Fish are good indicators of the ecological health of river systems. They are readily identifiable, and occupy a wide range of habitats longitudinally, from alpine to estuarine waterways, and laterally, from river channels to floodplain wetlands. Fish species occupy multiple trophic levels, ranging from algaevores/detritivores to apex predators. Many species are long-lived and their populations can integrate ‘river health’ effects over multi-decadal timescales. Many species of native fish show dispersal or movement behaviours and, for some, these behaviours are probably critical to long-term population health.

Some of the key threats to fish dispersal are flow related — directly to either the quantity or quality of the flow, or indirectly via effects of the infrastructure built to regulate flows for human use. Research on the performance and significance of fish dispersal behaviours is critical to evaluate whether river operations (flows and infrastructure) are performing in such a way as to promote healthy fish populations.

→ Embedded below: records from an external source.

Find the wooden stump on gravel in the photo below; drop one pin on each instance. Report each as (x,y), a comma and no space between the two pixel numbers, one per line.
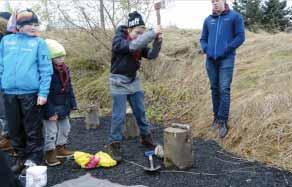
(178,146)
(131,129)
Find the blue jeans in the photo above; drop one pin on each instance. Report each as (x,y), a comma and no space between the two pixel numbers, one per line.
(119,103)
(220,74)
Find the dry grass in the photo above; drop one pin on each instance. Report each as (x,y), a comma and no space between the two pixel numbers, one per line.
(177,89)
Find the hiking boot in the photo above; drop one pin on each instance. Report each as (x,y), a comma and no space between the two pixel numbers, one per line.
(62,152)
(5,144)
(223,128)
(215,124)
(18,167)
(147,141)
(51,158)
(114,150)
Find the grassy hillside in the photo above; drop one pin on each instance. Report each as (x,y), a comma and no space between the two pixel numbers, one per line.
(177,89)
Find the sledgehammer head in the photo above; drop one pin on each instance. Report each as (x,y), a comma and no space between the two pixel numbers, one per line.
(152,168)
(149,153)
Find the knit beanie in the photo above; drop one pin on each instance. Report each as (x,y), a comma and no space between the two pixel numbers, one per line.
(135,19)
(26,17)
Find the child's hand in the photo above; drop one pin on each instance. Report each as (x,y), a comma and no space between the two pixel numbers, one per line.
(41,100)
(54,118)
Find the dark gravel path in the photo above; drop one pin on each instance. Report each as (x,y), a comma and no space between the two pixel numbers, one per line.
(209,158)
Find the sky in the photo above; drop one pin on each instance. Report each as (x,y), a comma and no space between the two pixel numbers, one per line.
(182,13)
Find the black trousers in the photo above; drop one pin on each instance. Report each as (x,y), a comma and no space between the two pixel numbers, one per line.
(24,120)
(7,178)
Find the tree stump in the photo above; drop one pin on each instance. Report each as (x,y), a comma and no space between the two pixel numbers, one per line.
(131,129)
(92,118)
(178,146)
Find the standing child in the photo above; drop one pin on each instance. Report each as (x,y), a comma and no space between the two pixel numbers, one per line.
(223,32)
(128,47)
(61,101)
(5,143)
(25,76)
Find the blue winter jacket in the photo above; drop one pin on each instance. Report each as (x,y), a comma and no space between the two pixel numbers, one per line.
(222,34)
(24,65)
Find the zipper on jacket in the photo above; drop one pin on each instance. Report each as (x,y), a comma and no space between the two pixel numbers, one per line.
(217,30)
(15,67)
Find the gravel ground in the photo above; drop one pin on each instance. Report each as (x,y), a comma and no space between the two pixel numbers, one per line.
(212,165)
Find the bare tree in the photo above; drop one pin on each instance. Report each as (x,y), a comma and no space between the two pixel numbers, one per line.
(101,9)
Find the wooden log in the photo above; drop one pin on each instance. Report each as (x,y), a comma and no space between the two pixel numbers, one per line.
(92,118)
(131,129)
(178,145)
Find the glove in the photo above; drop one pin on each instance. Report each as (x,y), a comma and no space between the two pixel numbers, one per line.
(41,100)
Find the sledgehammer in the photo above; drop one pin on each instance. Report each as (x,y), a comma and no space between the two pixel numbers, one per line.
(150,154)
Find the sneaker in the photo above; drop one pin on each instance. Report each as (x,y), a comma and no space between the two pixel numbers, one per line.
(62,152)
(27,164)
(223,128)
(51,158)
(114,150)
(18,167)
(147,141)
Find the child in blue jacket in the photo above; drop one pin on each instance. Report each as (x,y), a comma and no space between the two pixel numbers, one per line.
(61,101)
(25,76)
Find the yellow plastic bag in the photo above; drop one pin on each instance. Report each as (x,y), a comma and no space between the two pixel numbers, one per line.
(82,158)
(105,160)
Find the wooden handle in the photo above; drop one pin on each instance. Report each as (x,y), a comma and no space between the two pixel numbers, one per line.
(158,17)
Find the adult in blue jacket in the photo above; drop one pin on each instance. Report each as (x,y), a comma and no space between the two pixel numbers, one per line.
(25,76)
(223,32)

The Sea to Hume fishway construction program was a $77M program that spanned ten years — the biggest fish passage rehabilitation program ever undertaken in Australia. As such, it formed an essential component of the Murray–Darling Basin Authority Native Fish Strategy, a large, long-term river restoration project that was enthusiastically supported by The Commonwealth and State Governments of South Australia, Victoria, NSW and Queensland; and was extremely popular with community stakeholders in all jurisdictions.

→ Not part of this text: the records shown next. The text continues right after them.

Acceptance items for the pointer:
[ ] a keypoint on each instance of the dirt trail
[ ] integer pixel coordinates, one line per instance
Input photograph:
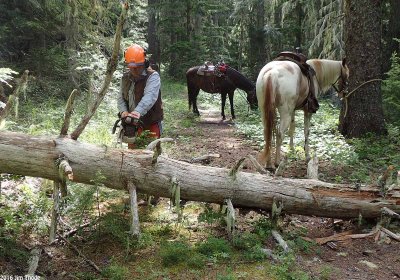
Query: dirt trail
(212, 135)
(351, 259)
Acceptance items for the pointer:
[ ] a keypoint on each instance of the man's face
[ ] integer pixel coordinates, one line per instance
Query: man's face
(136, 71)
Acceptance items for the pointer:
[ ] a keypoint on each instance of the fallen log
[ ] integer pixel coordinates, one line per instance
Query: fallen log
(35, 156)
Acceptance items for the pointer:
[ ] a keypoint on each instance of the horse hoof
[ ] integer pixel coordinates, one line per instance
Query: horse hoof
(270, 169)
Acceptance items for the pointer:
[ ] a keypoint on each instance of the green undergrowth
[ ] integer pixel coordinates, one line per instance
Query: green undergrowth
(167, 249)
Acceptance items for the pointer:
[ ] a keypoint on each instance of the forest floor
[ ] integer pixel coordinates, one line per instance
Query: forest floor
(364, 258)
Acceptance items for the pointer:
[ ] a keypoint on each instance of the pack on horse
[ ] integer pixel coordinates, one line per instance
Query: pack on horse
(218, 79)
(292, 83)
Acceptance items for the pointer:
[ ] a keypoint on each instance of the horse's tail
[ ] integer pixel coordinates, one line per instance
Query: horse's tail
(266, 101)
(189, 86)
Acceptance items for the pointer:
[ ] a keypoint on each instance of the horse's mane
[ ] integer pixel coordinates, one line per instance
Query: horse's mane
(239, 80)
(327, 71)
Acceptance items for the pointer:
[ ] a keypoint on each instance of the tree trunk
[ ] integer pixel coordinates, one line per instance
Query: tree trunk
(152, 37)
(391, 31)
(117, 168)
(363, 32)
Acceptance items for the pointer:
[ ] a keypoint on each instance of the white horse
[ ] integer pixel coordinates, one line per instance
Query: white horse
(282, 86)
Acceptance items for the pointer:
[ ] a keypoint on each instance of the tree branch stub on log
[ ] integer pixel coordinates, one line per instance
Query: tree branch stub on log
(34, 156)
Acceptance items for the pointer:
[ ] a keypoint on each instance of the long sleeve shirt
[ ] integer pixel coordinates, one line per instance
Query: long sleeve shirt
(149, 98)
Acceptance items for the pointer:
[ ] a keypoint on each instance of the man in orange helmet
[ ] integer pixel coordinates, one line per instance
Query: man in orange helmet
(140, 95)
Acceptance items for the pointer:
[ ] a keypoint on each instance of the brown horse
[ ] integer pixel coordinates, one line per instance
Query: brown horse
(224, 82)
(282, 87)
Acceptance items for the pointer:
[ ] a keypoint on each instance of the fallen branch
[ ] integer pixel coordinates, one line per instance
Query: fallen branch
(281, 241)
(391, 234)
(91, 263)
(111, 67)
(205, 158)
(342, 236)
(153, 144)
(14, 96)
(387, 211)
(68, 112)
(34, 156)
(34, 260)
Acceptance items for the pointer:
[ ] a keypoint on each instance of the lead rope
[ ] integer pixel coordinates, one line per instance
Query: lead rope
(345, 97)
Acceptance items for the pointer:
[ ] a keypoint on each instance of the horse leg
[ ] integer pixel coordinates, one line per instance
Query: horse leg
(223, 99)
(280, 134)
(291, 132)
(195, 94)
(231, 103)
(307, 120)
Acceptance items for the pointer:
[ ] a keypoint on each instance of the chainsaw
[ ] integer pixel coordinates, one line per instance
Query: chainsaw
(128, 128)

The Sea to Hume program included the installation of automated Passive Integrated Transponder (PIT) technology to monitor the movements of migratory fish both during and beyond the construction program. This monitoring infrastructure is an essential tool to report on, and potentially fine-tune, the effectiveness of the program in meeting its original ecological objectives — i.e. that of rehabilitation of fish-passage and native fish communities throughout the Murray–Darling Basin.

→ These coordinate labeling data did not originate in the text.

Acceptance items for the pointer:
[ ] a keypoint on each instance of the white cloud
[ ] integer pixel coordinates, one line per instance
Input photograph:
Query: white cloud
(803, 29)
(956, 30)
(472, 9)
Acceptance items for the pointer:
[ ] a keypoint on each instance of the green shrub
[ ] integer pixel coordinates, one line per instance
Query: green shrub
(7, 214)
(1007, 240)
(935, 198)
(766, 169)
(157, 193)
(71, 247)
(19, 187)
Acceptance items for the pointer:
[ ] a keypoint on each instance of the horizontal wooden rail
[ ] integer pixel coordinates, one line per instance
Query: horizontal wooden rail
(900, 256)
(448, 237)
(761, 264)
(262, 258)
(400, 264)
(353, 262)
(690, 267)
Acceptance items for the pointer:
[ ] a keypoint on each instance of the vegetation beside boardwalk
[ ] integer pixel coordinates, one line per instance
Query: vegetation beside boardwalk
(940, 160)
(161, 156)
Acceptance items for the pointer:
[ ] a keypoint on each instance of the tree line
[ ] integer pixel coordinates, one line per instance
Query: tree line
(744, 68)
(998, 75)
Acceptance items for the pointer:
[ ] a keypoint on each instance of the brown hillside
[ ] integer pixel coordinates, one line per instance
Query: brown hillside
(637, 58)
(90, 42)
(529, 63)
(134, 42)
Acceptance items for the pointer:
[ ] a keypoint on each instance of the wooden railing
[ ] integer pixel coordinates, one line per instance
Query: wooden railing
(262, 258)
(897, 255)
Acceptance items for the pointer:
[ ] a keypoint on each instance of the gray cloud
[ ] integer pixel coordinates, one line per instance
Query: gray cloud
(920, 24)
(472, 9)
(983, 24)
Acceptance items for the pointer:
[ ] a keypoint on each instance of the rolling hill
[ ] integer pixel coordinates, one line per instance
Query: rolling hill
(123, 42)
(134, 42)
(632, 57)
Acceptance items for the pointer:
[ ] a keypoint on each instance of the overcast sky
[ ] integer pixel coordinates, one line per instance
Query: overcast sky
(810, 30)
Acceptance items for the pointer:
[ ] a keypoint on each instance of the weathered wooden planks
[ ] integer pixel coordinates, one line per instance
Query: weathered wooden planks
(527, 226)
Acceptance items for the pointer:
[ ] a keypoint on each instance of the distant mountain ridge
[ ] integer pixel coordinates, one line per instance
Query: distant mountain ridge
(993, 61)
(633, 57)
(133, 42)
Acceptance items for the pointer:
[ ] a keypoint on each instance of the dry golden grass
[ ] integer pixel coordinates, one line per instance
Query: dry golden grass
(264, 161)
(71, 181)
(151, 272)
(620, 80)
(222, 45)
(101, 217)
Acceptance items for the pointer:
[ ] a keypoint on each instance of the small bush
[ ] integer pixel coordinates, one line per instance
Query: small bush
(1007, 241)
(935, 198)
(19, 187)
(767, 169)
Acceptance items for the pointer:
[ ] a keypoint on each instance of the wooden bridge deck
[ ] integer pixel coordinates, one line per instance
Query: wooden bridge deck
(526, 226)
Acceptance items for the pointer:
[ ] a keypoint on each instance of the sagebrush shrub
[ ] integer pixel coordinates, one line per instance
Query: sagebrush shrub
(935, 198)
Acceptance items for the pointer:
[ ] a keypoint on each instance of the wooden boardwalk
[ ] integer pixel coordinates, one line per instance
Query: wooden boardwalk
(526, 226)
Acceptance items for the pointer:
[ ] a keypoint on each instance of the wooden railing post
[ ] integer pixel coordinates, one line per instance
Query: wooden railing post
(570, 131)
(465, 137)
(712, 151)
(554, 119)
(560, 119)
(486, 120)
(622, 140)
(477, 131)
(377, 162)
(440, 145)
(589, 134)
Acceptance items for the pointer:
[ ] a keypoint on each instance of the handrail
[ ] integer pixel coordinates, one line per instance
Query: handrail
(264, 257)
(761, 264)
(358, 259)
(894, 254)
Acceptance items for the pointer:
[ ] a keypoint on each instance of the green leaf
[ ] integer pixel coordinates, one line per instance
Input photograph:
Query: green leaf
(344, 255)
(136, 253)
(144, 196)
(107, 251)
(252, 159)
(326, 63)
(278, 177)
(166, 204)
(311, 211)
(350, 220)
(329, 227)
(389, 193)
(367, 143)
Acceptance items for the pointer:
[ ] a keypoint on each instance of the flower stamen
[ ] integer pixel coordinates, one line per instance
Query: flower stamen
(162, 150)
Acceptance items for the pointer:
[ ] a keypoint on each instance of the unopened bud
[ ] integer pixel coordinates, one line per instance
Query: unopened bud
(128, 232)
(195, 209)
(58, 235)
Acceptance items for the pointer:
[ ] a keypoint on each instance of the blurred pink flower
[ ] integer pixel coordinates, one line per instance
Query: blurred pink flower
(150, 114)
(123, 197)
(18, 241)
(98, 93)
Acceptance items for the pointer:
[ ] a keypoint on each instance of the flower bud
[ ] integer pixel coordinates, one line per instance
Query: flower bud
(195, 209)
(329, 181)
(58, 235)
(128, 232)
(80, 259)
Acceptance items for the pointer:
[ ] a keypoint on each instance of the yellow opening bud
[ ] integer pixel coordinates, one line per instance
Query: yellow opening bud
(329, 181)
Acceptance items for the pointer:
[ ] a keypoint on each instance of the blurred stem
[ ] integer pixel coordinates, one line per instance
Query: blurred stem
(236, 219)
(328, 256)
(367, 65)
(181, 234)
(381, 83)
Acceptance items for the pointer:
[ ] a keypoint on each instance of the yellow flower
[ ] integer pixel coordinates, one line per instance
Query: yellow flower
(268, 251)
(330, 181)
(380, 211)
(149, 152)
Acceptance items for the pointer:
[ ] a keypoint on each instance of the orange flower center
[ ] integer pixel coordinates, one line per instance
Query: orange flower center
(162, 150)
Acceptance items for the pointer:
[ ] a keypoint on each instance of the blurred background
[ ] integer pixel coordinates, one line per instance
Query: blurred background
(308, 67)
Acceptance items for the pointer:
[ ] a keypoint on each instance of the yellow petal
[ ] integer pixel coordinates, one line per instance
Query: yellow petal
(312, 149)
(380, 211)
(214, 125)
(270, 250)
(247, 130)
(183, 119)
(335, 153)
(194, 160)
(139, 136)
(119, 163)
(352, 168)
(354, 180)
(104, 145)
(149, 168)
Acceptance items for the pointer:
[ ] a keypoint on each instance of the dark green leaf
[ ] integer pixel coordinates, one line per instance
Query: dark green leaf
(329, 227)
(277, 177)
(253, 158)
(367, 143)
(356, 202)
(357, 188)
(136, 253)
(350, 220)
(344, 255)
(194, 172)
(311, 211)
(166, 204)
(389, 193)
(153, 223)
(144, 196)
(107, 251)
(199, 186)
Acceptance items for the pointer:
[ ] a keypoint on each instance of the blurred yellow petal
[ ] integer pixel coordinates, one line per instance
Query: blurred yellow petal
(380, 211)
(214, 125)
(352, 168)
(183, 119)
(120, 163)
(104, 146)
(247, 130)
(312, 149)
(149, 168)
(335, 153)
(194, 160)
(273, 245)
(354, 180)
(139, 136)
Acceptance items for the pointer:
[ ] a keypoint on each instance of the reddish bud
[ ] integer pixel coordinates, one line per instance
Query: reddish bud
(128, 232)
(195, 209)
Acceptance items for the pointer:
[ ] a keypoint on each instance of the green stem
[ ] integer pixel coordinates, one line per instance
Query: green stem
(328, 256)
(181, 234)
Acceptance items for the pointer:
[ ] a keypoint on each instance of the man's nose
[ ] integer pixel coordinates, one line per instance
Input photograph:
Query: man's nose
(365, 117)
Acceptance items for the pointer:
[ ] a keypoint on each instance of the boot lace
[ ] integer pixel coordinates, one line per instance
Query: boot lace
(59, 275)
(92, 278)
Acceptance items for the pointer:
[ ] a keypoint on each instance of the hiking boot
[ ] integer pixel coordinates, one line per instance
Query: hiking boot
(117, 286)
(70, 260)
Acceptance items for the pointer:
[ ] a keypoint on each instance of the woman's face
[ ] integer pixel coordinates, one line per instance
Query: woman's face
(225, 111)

To be truly effective, the program requires a population of tagged fish being present within the river. Naturally occurring population processes dictate that the tagged fish population slowly turns-over through time. Over 40 000 tagged fish were liberated into the Murray River over the past decade, mainly by the ‘Tri-state Murray River Fishway Assessment Program’ (MRFAP). However, due to natural attrition, and major blackwater events, it is expected that this number of tagged fish would now be severely depleted.

There is a pressing need to increase tagged fish numbers to ensure that the automated-system can optimally record fish movements. Murray–Darling Basin Authority analysis has shown that tagging by lock-staff will be much more cost-effective than Tri-state Murray River Fishway Assessment Program (MRFAP) after including training costs (MDBA 2016, ‘Pilot Program Proposal — Fish Tagging at River Murray fishway sites’). Staff at the Centre for Freshwater Ecosystems La Trobe Mildura are highly experienced in fish tagging and fish handling techniques, and are well-placed geographically (Mildura) to cost-effectively train lock-staff with necessary skills.

Objectives

The objectives of this research theme are to:

  1. Develop a program for training lock staff to enable tagging of fish at up to three sites initially at Lock 10, Lock 7 (or 8 or 9) and Lock 15.
  2. Develop appropriate methodologies for the ecological-interpretation and analysis of the existing and developing fish-movement dataset.
  3. Generate and answer key ecological questions relating to fish movement, fishways and river rehabilitation in the southern connected system.
  4. Provide ongoing insight into appropriate ways to manage flows and fishways to achieve the overarching rehabilitation objectives of the Sea to Hume and Native Fish Strategy programs to the benefit of all Murray–Darling Basin States.
  5. Develop a plan for the broader roll-out of fish tagging by lock staff at other sites along the Murray River.

Immediate

Develop a program for training lock staff to enable tagging of fish at up to three sites initially at Lock 10, Lock 7 (or 8 or 9) and Lock 15.

Planned

The Centre for Freshwater Ecosystems will lead a collaborative process with the MurrayDar ling Basin Authority, Authur Rylah Institute (ARI), Fisheries NSW, the South Australian Research and Development Institute Aquatic Sciences (SARDI), Charles Sturt University (CSU) and the State constructing authorities to:

  • develop appropriate methodologies for the ecological-interpretation and analysis of the existing and developing fish-movement dataset
  • generate and answer key ecological questions relating to fish movement, fishways and river rehabilitation in the southern connected system
  • provide ongoing insight into appropriate ways to manage flows and fishways to achieve the overarching rehabilitation objectives of the Sea to Hume and Native Fish Strategy programs to the benefit of all Murray–Darling Basin States
  • develop a plan for broader roll-out of fish tagging by lock staff at other sites along the Murray River.

Management implications

  • Protect and restore water-dependent ecosystems

By building the capacity to tag fish through the training of Lock staff thereby increasing the number of tagged fish in the system, and analysis of existing data on fish-passage, this project will provide water resource managers with knowledge on how to effectively manage flows to promote the movement of fish along the length of the Murray River and create lateral connectivity.